Determine how long in years it will take the value of a motor vehicle to decrease to 25% of its original value if the rate of depreciation based on the reducing balance method is 21% per annum?
100 (1- .21)^t = 25
.79^t = .25
log (.79^t) = log .25
t log.79 = log.25
t = log.25/log.79 = 13.66
about 13 and 2/3 years
1.6
To determine how long it will take for the value of a motor vehicle to decrease to 25% of its original value using the reducing balance method, we need to find the number of years that corresponds to a depreciation of 75% (100% original value - 25% final value).

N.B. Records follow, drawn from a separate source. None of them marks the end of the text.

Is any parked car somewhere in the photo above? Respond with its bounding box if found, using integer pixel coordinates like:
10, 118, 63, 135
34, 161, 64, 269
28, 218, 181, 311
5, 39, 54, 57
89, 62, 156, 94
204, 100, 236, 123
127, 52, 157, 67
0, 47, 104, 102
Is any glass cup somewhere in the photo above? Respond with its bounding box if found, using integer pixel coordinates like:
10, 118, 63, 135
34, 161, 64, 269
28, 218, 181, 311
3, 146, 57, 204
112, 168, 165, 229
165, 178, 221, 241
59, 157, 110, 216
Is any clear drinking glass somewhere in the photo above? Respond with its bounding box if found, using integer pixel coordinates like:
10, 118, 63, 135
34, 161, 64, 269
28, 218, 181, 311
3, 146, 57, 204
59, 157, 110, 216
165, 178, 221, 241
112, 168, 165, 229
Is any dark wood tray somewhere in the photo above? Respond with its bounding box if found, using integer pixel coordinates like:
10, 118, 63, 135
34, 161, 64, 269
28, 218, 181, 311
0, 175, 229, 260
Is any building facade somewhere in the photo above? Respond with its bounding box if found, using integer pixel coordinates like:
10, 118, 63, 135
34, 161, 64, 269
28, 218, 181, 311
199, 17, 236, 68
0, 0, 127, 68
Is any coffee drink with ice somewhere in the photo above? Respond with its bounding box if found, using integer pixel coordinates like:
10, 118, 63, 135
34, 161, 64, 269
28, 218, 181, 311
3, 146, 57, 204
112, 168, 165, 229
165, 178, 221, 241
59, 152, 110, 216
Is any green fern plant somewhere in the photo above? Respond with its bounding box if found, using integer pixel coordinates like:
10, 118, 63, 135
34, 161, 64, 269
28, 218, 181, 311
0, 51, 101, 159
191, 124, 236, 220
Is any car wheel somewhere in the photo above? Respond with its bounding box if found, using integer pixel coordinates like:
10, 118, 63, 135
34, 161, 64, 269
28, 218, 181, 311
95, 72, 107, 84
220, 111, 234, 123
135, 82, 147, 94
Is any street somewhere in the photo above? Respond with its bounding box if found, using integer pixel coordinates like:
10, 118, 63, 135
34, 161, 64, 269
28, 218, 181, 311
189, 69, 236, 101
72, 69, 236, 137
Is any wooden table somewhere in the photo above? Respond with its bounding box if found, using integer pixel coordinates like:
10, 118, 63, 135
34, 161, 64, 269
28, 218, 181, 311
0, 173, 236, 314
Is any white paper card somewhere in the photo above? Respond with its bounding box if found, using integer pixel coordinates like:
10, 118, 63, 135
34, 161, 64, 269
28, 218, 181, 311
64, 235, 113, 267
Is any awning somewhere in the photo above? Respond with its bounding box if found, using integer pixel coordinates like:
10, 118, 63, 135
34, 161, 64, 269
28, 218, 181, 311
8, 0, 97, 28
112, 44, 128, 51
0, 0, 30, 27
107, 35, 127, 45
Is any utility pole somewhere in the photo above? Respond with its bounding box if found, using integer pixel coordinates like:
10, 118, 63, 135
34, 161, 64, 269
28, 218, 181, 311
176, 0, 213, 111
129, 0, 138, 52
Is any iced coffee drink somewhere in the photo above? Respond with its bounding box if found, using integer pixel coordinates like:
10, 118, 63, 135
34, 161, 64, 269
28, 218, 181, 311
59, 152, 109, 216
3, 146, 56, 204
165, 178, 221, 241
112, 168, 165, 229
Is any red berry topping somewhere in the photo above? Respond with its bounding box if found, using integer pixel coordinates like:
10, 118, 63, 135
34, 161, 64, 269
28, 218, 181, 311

The reducing balance method calculates depreciation as a percentage of the remaining value each year, rather than a fixed percentage of the original value. In this case, the rate of depreciation is given as 21% per annum.
To solve this problem, we can use the formula for compound interest:
Final Value = Original Value * (1 - Rate of Depreciation)^n
Where:
- Final Value is the remaining value after n years,
- Original Value is the initial value (100%),
- Rate of Depreciation is the annual depreciation rate (21%),
- n is the number of years.
Substituting the values into the formula, we can solve for n:
0.25 = 1 * (1 - 0.21)^n
Simplifying:
0.25 = (0.79)^n
Taking the logarithm of both sides (base 10 or natural logarithm can be used):
log(0.25) = n * log(0.79)
n = log(0.25) / log(0.79)
Using a calculator, we can evaluate this expression:
n ≈ 5.644
Therefore, it will take approximately 5.644 years for the value of the motor vehicle to decrease to 25% of its original value using the reducing balance method with a depreciation rate of 21% per annum.